Background: Survivors of the 2014-2016 West Africa Ebola epidemic have been reported to suffer high levels of stigmatization after return to their communities. We sought to characterize the stigma encountered by a cohort of Ebola survivors in Liberia over time.
Methods: Ebola-related stigma was assessed from June 2015 to August 2017 in 299 adolescent and adult Liberian Ebola Survivor Cohort participants at three month intervals using adapted HIV stigma scales scored from 0 to 10 according to the proportion of answers indicating stigmatization.
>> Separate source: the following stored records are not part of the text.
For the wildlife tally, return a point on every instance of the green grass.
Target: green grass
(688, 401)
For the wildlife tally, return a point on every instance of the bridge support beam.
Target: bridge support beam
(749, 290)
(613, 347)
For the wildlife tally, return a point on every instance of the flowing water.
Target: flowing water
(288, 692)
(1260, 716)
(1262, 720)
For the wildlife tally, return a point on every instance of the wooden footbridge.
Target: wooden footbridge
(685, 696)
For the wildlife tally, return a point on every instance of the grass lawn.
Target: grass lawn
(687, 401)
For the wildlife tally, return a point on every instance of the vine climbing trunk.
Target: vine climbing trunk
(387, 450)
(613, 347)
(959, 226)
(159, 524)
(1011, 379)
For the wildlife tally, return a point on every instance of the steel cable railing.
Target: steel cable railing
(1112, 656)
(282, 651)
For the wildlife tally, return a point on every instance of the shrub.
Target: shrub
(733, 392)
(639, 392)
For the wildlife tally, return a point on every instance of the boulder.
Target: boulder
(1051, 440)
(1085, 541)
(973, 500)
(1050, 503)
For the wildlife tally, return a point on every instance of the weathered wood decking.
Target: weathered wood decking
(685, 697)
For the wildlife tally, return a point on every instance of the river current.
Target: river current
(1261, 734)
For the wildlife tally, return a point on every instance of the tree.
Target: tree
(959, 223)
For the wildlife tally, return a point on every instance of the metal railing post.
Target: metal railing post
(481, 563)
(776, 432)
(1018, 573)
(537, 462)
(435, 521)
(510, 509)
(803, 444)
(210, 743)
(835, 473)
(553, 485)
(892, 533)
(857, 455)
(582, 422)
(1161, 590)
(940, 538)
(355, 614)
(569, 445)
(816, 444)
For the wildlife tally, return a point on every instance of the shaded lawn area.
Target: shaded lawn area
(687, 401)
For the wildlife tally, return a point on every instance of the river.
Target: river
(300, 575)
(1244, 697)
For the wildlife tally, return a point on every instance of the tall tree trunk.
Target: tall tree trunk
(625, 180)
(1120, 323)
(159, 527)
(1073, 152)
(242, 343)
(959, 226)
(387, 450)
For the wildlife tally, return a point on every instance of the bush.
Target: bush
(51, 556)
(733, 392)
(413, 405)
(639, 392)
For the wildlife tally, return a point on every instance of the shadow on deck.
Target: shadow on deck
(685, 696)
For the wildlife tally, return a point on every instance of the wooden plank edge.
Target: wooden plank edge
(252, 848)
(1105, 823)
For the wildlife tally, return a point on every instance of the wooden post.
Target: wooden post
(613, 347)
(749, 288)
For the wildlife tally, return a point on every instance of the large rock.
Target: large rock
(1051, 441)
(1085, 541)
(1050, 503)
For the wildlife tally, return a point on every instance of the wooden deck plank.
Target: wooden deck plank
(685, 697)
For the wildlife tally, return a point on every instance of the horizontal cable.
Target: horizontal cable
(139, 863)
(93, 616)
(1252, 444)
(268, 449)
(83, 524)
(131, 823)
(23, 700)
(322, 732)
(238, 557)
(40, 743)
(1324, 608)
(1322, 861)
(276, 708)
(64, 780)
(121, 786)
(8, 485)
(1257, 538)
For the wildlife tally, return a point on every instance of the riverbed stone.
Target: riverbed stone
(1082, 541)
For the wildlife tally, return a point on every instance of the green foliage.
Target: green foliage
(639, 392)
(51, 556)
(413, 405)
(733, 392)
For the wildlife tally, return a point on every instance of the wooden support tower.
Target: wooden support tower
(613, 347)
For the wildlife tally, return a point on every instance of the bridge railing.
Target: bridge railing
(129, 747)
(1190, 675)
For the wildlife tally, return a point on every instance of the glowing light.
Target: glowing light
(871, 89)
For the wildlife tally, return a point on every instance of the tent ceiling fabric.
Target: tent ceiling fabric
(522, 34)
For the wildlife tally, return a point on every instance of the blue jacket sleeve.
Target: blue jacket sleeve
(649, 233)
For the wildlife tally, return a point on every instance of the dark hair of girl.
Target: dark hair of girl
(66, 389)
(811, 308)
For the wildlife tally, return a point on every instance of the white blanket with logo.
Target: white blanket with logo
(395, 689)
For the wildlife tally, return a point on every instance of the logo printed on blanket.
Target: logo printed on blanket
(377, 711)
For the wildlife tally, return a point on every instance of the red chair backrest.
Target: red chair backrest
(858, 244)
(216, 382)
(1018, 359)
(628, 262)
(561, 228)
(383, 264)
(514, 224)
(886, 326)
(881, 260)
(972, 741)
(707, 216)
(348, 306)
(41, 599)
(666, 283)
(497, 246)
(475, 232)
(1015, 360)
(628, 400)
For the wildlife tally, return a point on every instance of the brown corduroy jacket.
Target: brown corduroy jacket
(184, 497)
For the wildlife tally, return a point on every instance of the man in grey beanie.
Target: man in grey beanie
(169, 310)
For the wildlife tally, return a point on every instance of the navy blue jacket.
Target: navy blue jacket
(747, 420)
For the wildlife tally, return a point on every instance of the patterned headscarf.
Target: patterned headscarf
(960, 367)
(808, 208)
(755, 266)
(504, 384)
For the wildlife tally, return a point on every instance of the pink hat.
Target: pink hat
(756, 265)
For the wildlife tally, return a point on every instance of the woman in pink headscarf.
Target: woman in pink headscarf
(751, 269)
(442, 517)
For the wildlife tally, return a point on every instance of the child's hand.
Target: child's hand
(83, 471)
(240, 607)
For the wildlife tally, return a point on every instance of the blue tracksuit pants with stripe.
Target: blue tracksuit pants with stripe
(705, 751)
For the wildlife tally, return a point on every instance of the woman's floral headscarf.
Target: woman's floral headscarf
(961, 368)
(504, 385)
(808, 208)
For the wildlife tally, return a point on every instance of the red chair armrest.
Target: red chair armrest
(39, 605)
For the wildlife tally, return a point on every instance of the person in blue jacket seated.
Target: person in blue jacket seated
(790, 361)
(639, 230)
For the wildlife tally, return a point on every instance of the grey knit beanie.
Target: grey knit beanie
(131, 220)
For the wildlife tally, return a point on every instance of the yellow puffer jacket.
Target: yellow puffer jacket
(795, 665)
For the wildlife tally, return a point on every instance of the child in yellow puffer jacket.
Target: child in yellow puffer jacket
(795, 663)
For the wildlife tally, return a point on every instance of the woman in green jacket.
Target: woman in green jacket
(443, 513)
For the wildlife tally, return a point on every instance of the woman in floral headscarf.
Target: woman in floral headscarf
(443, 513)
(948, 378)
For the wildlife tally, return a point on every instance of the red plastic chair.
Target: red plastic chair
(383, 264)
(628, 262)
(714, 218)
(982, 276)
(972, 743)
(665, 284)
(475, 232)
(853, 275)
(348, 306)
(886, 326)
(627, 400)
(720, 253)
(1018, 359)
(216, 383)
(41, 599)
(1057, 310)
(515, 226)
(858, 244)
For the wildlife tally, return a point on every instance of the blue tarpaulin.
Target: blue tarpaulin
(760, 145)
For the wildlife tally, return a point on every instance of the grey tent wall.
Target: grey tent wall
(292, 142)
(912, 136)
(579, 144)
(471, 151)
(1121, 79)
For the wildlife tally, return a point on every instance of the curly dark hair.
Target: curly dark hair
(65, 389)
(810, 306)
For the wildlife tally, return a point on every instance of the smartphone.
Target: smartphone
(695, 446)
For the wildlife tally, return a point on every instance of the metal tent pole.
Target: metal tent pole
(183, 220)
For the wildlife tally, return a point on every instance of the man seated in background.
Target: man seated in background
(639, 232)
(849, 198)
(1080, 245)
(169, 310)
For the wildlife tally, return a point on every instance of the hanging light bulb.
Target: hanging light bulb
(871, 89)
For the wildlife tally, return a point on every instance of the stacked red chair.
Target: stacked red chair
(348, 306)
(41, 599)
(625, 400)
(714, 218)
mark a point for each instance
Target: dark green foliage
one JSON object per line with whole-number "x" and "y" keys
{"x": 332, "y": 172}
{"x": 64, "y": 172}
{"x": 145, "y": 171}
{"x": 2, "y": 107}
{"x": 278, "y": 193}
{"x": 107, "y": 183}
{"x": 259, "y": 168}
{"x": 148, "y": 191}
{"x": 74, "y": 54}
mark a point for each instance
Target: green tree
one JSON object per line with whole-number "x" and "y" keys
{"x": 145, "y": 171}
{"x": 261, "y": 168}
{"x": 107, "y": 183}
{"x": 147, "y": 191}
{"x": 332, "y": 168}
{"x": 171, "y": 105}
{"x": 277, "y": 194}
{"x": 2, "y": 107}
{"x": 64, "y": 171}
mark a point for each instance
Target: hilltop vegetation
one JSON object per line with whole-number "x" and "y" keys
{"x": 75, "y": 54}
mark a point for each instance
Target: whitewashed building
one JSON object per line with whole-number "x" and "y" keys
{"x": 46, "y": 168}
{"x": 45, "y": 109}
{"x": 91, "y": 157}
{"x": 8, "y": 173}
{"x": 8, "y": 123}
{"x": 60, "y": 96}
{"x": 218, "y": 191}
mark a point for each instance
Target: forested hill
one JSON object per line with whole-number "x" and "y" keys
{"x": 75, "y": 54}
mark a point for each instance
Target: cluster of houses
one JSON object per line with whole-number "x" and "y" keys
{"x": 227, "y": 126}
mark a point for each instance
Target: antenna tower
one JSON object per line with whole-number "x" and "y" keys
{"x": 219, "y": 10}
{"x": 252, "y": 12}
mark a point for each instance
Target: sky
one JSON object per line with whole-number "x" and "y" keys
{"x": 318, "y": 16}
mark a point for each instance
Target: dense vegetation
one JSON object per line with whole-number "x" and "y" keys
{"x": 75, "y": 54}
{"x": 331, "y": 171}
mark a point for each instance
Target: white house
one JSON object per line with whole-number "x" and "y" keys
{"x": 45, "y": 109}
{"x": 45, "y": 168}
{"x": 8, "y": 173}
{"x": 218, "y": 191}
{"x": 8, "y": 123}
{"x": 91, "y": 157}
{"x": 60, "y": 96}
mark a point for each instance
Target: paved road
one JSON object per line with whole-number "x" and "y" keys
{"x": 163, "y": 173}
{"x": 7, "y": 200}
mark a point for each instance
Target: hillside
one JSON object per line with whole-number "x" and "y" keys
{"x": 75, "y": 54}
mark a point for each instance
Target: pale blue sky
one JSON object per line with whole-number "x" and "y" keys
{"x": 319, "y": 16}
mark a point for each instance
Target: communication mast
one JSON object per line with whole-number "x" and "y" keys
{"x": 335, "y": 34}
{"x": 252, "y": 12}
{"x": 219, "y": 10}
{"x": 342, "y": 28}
Findings: The median time from Ebola Virus Disease (EVD) to study entry was 393 days (IQR 336-492). Participants (43% female) had a median age of 31 (IQR 25-40) years. Mean self-reported stigma levels were greater at baseline (6.28 ± 0.15 [IQR: 4.38-8.75]) compared to the first post-baseline visit (0.60 ± 0.10 [IQR: 0-0]; p<0.0001). During follow-up, stigma levels were stable. Baseline stigma significantly increased during enrollment and following clusters of Ebola re-emergence in Liberia. Survivors encountered primarily enacted and perceived external stigma rather than internalized stigma.
Conclusions: Ebola-related stigma was prevalent among Liberian survivors more than a year after EVD recovery. Self-reported stigma was greater in the period before cohort enrollment; however, some degree of stigmatization persisted years after EVD. Transient rises in stigma were observed following episodic Ebola re-emergence of EVD in Liberia. During future EVD outbreaks, enhanced public health interventions designed to prevent and mitigate Ebola-related stigma that is enacted and external should be implemented to support survivor recovery and community re-integration.